The Antis did their work state by state, sending a man and a woman to work together. The woman met with otherwomen to gain their support against suffrage. The Anti men met with other men, including liquor dealers and their political buddies.

The well-organized Antis made the front pages of newspapers everywhere. There was plenty of room for disagreement on this burning issue in American life.

America Goes to War

THE SUFFRAGE movement pained Woodrow Wilson. When he entered the White House, the new president did not take suffragists seriously. Even in the second decade of the new, modern century, most American men still did not think women needed to vote. A young suffragist, Doris Stevens, wrote about a meeting between Wilson and suffragists.

Dr. Anna Howard Shaw led the interview. In reply to her eloquent appeal for his assistance, the President said in part: “I am merely the spokesman of my party…. I am not at liberty to urge upon Congress in messages, policies which have not had the … consideration of those for whom I am spokesman….”

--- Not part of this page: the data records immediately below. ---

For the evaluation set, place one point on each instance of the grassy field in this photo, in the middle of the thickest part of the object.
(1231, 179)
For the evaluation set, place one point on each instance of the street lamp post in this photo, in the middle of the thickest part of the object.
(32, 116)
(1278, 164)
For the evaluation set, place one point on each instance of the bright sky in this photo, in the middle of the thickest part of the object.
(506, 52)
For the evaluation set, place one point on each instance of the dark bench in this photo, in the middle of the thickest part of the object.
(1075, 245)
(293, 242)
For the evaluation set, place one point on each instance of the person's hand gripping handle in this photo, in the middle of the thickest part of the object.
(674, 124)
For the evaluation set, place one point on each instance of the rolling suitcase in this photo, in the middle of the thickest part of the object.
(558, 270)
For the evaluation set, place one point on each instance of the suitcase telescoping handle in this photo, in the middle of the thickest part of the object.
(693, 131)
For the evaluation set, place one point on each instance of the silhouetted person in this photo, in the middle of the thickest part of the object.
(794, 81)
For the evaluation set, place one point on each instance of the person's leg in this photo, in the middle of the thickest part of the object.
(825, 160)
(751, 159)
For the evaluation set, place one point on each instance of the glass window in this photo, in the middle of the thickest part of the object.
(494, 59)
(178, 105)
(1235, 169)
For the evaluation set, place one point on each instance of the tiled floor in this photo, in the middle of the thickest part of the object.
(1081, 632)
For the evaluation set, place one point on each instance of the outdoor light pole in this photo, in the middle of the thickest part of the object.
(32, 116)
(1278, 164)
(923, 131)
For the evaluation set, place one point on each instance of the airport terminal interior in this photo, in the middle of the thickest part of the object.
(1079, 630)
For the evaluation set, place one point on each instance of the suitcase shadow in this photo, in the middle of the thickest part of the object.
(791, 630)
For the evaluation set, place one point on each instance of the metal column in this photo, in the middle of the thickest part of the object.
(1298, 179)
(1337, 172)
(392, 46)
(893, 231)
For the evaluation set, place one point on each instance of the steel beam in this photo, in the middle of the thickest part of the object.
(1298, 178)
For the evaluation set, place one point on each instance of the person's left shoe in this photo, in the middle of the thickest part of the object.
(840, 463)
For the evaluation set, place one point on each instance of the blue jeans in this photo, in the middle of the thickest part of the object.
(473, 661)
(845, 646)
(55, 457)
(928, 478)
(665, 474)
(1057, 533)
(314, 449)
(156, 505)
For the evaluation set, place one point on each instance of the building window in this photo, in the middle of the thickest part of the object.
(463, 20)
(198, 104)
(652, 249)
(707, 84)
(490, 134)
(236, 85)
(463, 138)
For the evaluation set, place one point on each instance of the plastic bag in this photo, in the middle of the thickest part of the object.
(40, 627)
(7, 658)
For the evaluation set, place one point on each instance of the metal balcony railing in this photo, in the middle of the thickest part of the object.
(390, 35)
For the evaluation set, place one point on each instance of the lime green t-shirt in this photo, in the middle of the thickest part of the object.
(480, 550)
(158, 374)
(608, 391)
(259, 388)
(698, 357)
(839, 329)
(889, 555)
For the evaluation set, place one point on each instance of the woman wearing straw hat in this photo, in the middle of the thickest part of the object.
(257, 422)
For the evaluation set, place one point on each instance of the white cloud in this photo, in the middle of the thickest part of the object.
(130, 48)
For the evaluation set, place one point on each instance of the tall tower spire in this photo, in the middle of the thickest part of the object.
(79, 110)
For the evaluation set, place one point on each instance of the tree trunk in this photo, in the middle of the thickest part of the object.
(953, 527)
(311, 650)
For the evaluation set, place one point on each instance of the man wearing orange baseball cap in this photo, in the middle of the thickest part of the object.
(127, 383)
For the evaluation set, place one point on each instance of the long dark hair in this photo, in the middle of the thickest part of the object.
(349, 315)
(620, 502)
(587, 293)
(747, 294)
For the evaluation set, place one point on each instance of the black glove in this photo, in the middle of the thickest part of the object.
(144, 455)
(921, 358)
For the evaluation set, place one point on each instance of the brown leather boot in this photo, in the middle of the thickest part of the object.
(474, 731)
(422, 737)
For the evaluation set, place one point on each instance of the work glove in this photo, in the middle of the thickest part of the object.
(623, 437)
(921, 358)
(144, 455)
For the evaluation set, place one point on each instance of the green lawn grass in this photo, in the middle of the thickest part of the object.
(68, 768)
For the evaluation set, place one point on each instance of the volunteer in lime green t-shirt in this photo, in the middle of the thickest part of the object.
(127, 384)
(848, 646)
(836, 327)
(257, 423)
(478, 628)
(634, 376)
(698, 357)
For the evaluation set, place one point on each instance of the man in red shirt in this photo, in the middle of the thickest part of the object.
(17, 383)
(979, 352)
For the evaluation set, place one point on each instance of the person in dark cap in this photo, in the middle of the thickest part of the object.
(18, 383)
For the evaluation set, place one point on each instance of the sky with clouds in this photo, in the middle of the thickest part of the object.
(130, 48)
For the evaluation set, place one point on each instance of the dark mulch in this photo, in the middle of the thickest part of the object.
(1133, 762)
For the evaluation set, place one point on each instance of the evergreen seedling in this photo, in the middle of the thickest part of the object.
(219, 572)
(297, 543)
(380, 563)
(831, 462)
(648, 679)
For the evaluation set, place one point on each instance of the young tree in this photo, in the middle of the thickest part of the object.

[Shaw’s] clear, deep, resonant voice… was in sharp contrast to the halting, timid, little, and technical answer of the President.… Dr. Shaw had dramatically asked, “Mr. President, if you cannot speak for us and your party will not, who then, pray, is there to speak for us?”

“You seem very well able to speak for yourselves, ladies,” he said with a broad smile.

“We mean, Mr. President, who will speak for us with authority?” came back the hot retort from Dr. Shaw.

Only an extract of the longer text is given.